South Korea's president recently stated that the country's nominal growth rate could approach 10% this year, signaling a major policy direction.
This seemingly ambitious figure becomes plausible when we understand how nominal growth is calculated. It's the sum of real growth (the actual increase in goods and services) and the GDP deflator (a measure of economy-wide price changes). While real growth is forecast at a solid 2-2.5%, the key to reaching 10% lies in a significantly high GDP deflator, which is being driven by a unique mix of factors.
So, what's causing this surge? The causal chain has three main links. First, the global AI semiconductor boom. South Korea is a major producer, and soaring demand has dramatically increased export prices, directly boosting the value of what the country sells. Second, the weak Korean won.
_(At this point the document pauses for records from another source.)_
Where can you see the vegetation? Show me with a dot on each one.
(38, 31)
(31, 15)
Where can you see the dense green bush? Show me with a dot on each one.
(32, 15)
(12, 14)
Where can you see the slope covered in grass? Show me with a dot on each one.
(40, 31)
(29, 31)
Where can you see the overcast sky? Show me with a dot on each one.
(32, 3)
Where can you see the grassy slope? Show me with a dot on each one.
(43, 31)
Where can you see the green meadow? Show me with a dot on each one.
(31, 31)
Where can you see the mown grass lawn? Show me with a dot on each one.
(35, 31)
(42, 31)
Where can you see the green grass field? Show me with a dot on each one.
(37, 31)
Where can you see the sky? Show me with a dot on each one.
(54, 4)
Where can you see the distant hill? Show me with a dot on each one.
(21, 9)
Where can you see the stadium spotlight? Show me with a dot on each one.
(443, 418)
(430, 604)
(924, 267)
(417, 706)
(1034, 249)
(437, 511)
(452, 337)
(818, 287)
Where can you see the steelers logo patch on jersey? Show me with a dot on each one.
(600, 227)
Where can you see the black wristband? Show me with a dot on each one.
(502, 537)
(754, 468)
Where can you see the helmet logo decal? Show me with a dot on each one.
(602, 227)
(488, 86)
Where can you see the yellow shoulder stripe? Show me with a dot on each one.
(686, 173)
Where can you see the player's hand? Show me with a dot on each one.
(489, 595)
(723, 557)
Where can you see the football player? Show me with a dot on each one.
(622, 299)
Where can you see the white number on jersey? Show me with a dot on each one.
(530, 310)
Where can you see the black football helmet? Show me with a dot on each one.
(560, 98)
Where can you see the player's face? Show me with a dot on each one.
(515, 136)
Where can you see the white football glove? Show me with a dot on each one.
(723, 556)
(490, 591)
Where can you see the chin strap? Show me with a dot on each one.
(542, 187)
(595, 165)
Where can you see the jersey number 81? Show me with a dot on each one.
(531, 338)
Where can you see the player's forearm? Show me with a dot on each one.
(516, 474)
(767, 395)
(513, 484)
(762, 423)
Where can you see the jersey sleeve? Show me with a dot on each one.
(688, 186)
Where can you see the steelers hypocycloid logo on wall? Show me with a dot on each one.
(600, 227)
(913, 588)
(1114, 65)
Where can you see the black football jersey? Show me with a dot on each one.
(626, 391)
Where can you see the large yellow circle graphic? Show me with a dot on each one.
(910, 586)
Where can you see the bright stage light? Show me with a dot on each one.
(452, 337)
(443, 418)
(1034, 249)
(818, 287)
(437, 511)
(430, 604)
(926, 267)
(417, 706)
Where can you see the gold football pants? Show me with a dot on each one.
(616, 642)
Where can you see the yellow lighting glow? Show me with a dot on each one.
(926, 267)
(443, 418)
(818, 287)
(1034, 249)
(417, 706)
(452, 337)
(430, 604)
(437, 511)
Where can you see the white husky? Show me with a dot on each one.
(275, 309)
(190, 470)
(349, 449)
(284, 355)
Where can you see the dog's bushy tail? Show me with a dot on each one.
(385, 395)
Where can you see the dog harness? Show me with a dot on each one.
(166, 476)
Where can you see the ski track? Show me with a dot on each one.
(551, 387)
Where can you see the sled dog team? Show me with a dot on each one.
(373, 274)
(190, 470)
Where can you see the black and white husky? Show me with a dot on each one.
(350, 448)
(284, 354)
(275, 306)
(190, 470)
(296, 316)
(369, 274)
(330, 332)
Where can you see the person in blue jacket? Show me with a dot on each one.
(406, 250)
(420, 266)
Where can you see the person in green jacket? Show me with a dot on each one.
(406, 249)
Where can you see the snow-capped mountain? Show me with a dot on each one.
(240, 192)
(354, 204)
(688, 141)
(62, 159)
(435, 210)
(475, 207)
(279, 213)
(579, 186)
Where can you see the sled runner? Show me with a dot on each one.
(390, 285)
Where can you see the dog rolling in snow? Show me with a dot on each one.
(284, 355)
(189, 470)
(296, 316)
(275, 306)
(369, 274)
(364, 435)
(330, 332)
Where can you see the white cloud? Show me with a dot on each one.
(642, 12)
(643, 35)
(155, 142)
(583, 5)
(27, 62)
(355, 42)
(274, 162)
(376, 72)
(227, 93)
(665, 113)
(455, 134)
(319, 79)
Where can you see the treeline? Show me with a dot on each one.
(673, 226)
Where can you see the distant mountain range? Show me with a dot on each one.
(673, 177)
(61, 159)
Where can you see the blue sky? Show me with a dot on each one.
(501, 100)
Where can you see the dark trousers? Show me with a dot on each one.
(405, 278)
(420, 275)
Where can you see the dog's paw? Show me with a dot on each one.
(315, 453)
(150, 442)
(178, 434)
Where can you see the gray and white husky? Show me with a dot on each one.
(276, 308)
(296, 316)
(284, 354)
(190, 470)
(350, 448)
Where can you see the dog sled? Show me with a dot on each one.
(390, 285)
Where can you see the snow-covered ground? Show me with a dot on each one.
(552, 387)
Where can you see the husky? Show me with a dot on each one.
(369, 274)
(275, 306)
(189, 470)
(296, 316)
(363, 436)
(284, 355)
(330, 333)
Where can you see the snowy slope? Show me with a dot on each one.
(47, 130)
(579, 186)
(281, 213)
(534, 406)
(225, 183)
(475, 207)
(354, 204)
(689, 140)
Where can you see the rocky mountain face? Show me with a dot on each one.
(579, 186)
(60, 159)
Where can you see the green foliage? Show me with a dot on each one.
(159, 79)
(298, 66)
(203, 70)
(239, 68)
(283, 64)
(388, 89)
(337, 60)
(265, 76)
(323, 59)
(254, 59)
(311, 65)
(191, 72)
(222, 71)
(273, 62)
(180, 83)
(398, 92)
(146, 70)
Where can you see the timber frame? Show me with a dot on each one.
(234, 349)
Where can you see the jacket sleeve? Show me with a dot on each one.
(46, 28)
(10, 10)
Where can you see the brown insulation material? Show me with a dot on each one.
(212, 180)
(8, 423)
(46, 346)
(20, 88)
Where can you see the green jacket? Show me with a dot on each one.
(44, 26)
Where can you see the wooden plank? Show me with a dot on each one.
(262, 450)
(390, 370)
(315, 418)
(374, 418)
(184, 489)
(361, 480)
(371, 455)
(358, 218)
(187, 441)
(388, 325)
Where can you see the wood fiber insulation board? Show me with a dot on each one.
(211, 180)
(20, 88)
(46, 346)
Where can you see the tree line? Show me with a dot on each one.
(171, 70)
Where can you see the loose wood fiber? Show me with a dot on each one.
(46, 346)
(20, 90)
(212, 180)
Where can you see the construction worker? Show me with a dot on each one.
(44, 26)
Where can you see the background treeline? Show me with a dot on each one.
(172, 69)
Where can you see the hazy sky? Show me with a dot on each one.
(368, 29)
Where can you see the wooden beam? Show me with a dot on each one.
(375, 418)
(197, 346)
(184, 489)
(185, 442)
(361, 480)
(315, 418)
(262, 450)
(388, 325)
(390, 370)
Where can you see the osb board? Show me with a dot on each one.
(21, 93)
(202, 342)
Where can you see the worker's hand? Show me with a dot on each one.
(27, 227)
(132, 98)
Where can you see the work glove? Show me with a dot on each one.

A higher USD/KRW exchange rate means that when export earnings in dollars are converted back, they translate into more won, inflating nominal GDP. Third, geopolitical instability, particularly the war in Iran, has caused volatile energy prices, pushing up import costs and contributing to overall price levels.
In response to this complex situation, the government is pursuing a dual strategy. The call for 'active fiscal policy', demonstrated by a 26.2 trillion won supplementary budget, is not just a simple stimulus. It's a targeted measure to cushion households and businesses from the shock of high energy costs, aiming to prevent a ripple effect of price hikes across the economy. This fiscal action is supported by the Bank of Korea's cautious monetary policy. By keeping the benchmark interest rate steady at 2.50%, the central bank is providing a stable environment for fiscal measures to work effectively, while it continues to monitor inflation and growth data.
The interplay of these factors is crucial. The semiconductor boom has transformed the '10% nominal growth' target from a mere slogan into a credible possibility. Simultaneously, the energy shock has redefined 'active fiscal policy' as a tool for price stability rather than just growth. The Bank of Korea's steady hand ensures these two policies can coexist without working against each other. It's a delicate balancing act to seize a rare opportunity for high nominal growth without letting inflation get out of control.
- Nominal Growth Rate: The growth rate of GDP including the effects of price changes (inflation). It reflects the increase in the total monetary value of goods and services.
- GDP Deflator: A measure of the level of prices of all new, domestically produced, final goods and services in an economy in a year. It shows how much a change in GDP relies on changes in the price level.